By the mid 1970s aikido had grown to the point that Doshu and the senior figures of the Aikikai felt the time ripe to create an “International Aikido Federation.” National federations were recognized in numerous countries and the overall organization came under the control of the Zaidan Hojin Aikikai. Doshu became busier than ever, his duties taking him to many cities in the U.S., Europe and even South America.

In 1977, Doshu’s long-awaited “Biography of Morihei Ueshiba” was published by Kodansha and is generally considered the most authoritative work on his father’s life. It was, moreover, around this time that his own son, Moriteru, began to be groomed to become the “Third Aikido Doshu.” This process continues today as the younger Ueshiba’s responsibilities mount in preparation for the day of his succession. [The present Doshu Moriteru Ueshiba assumed the position of leadership upon his father’s death in January 1999.]

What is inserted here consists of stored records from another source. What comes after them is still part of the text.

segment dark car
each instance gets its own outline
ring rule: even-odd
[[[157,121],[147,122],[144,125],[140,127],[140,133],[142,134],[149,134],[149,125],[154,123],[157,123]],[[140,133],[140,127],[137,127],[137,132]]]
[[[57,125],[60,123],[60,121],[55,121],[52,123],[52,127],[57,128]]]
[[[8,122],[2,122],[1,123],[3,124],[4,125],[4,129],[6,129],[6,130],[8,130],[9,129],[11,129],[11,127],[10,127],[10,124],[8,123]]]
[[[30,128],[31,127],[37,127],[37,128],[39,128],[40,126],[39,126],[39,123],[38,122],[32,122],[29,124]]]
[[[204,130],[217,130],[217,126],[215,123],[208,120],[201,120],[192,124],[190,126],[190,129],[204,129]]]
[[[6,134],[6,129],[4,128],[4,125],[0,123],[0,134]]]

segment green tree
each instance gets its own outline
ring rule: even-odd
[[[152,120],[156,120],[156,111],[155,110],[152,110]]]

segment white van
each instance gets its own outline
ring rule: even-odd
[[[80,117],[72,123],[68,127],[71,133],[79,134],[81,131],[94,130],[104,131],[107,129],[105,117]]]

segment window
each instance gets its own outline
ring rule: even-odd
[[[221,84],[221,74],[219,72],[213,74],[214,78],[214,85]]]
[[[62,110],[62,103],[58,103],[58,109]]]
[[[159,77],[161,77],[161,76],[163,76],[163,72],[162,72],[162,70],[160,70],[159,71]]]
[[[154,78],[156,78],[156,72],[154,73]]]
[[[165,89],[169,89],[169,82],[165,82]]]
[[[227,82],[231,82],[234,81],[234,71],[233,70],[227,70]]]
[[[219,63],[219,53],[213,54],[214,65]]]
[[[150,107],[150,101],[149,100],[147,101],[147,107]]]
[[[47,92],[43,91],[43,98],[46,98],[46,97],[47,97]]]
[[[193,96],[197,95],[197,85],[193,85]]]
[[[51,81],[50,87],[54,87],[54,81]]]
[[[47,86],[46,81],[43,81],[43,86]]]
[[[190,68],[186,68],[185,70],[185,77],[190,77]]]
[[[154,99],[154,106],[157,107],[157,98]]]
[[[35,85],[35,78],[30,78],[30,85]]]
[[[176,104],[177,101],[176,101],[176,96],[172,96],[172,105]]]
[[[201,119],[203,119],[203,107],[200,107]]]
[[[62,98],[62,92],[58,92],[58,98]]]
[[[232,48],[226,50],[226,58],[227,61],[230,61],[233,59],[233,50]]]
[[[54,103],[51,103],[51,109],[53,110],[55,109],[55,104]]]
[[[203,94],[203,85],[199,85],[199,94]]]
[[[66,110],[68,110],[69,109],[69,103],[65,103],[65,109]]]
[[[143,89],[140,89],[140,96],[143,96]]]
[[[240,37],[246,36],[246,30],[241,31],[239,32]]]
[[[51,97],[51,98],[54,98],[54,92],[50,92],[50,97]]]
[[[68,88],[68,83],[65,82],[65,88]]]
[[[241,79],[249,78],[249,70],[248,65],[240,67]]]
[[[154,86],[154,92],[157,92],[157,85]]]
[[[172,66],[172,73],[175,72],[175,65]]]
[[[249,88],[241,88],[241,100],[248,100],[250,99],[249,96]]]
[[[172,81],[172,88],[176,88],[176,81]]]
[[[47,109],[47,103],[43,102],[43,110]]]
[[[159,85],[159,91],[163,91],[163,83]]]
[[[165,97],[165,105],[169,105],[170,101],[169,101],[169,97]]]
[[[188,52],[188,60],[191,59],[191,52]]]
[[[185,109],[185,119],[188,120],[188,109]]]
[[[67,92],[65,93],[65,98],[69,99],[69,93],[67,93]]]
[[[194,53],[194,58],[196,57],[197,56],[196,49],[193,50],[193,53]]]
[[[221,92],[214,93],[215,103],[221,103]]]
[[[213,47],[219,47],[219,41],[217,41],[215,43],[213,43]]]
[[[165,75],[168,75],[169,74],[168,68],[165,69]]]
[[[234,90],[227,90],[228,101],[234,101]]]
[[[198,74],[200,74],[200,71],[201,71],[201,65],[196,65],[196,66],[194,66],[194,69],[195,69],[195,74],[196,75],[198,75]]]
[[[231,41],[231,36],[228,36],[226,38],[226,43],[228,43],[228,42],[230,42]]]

Doshu’s approach to aikido emphasizes, technically speaking, soft, rounded movements. He once related to me that the character “maru” in his first name was symbolic of his view of the “circular” essence of aikido technique. In philosophical terms, Doshu himself eloquently summed up his thoughts regarding the art created by his father with these words: “The movements of aikido are in perfect accord with the movements of the spirit. If one talks about spiritual matters or throwing his opponent without harming him after having struck and kicked him, it’s not convincing. In aikido, we strengthen the body and mind through soft movements which are in harmony with nature.”

Doshu remains extremely active giving countless demonstrations and lectures in Japan and abroad. He regularly teaches at the Aikikai Hombu three days a week and, word has it, is working on a major new book which will be a personal statement on his philosophy of aikido.

This article first appeared in Japanese in the Chinese martial arts magazine titled “Wushu” about 1988.